Knowledge of Base Languages
Both statisticians and data scientists work with programming languages. Statisticians use languages, such as R, S, ado, and Mata, that help then analyze data. These popular languages form the base of the code that statisticians write to get statistical software programs to generate models and output. Data scientists would know some of the statistical programming languages common to statisticians, especially R, but also other computer programming languages. As data scientists need to use data to create programs, they have a core knowledge base of C++, SQL, Julia, Java, and Python. This knowledge lets them use data to build apps, websites, and machine learning models.

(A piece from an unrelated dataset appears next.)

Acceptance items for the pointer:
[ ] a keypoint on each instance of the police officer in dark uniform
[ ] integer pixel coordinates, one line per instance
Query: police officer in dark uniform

The tools that statisticians and data scientists use also differ. Statisticians primarily rely on tools that help them collect data and build mathematical models. Statistical software popular to them includes SPSS, STATA, and R. These programs help them design, check and produce output for quantitative models. Data scientists rely on tools that help them explore, mine and manage big data, such as Hadoop. Software, such as Tableau, helps them create data visualizations. Both data scientists and statisticians commonly use R to create statistical output. Data scientists can also rely on a mix of qualitative and quantitative data and need different tools for examining both.
Application versus Theory
Statistics as a field focuses on the theory of developing quantitative models. Data science uses those models and applies them to challenges in the business world. The work they do requires isolating problems and coming up with solutions that can work. Statisticians tend to communicate their findings to other statisticians, especially academics. They do this by using the jargon and theoretical concepts of their field. Data scientists communicate with managers and other employees to relay results and suggestions for solutions in everyday language.
Statisticians and data scientists have a lot in common. Both rely on the power of data analytics in their work. Strong differences between them do exist. Whereas statisticians primarily focus on mathematical models and improving methodology itself, data scientists take an applied approach that integrates other disciplines and skills.